We came up with that name back in the 70s when we used to tent camp. We made a sign that we displayed over the tent door that says "10 Point Inn." The first year we camped in the wilds with that sign, my buddy and I both killed huge 10-pointers. I still have that sign and it now hangs at the entrance to my U.P. cabin. That sign has been all over the country at our various hunting camps over the years, so you can imagine the nostalgia.


----------



## skulldugary (Apr 12, 2003)

Few Oaks


----------



## Burksee (Jan 15, 2003)

Warren Creek Hunt Club;

Has "Warren Creek" running thru the property, hence a name we could all agree on.


----------



## tonyvan (Oct 4, 2002)

Maki's Manor - "The Palace in the Popple"


----------



## Garret (Aug 2, 2002)

In 1962 my parents purchased property in the west end of the U.P. 160 acres. What brought them to this heavenly piece of land was an old timer from the Ontonagon area, a friend of a friend, I think he was about 88 years old in 1962. He told my parents about this hill-top that was surrounded with big pine tree's with a river flowing at the base of the hill. At the edge of the hill was a huge white pine therefore the name "PINE HILL".

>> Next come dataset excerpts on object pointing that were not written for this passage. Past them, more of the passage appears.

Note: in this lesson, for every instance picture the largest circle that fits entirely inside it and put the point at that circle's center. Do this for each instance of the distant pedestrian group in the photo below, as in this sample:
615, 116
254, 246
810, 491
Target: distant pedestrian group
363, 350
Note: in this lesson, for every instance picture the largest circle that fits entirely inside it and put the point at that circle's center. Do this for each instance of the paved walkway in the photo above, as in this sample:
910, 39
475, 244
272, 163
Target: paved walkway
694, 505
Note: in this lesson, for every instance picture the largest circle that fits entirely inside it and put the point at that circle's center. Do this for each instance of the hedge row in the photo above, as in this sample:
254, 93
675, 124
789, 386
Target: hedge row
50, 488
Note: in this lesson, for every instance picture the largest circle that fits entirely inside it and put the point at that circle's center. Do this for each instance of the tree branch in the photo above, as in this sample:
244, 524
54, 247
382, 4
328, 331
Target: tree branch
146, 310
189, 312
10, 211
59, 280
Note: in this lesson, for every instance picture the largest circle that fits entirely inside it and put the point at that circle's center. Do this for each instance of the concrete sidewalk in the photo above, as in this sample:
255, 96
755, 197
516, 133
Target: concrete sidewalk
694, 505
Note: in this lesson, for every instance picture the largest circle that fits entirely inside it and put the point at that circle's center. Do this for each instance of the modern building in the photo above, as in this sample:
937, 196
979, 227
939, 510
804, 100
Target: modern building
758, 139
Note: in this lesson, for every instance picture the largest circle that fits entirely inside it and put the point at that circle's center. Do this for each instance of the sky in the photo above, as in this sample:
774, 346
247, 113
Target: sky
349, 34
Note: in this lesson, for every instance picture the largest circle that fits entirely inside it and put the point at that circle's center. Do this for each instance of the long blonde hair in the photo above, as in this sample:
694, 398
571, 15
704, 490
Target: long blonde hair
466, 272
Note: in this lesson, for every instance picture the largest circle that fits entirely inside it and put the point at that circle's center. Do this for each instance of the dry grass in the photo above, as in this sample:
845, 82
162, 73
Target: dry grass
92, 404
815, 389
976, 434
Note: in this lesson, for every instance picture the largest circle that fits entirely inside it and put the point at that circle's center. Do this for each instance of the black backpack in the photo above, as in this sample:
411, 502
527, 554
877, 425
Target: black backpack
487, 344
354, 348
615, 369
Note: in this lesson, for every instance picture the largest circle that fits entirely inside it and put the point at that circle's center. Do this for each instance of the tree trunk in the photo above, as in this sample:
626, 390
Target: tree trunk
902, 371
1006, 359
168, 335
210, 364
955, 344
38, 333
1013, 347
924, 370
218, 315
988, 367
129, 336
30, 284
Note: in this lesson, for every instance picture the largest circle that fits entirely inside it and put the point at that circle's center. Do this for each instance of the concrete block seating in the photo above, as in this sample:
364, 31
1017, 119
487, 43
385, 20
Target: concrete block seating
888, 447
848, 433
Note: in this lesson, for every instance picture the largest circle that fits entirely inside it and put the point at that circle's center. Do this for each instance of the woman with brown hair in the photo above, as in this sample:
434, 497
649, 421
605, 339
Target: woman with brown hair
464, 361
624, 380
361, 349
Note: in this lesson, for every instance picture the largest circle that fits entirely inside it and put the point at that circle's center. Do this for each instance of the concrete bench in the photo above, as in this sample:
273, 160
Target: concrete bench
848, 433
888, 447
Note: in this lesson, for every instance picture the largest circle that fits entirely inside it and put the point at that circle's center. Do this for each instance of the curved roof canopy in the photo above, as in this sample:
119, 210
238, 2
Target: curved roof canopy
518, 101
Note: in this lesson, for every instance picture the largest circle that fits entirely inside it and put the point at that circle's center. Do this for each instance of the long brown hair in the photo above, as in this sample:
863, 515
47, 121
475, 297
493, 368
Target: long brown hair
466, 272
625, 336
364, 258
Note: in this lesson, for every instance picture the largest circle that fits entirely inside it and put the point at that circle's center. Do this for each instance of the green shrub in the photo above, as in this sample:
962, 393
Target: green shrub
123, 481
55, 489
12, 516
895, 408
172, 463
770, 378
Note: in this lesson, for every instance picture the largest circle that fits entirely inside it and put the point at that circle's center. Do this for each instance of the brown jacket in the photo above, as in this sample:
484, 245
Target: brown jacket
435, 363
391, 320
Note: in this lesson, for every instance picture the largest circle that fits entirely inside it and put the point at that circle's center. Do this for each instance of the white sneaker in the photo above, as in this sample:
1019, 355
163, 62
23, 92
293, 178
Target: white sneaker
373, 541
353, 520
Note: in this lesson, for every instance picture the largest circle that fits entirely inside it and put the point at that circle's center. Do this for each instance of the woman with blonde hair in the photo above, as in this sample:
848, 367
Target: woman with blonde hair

A few years ago there was a contest looking for the largest white pine in Michigan. The circumference was measured at the base of the tree 4 ft up from the ground. Our white pine was 198.9 inches around. The largest white pine found in Michigan that year I believe ended up being 209 inches around?

That's how our camp "PINE HILL" got it's name. Our hunting group is called the "PINE HILL BOYS"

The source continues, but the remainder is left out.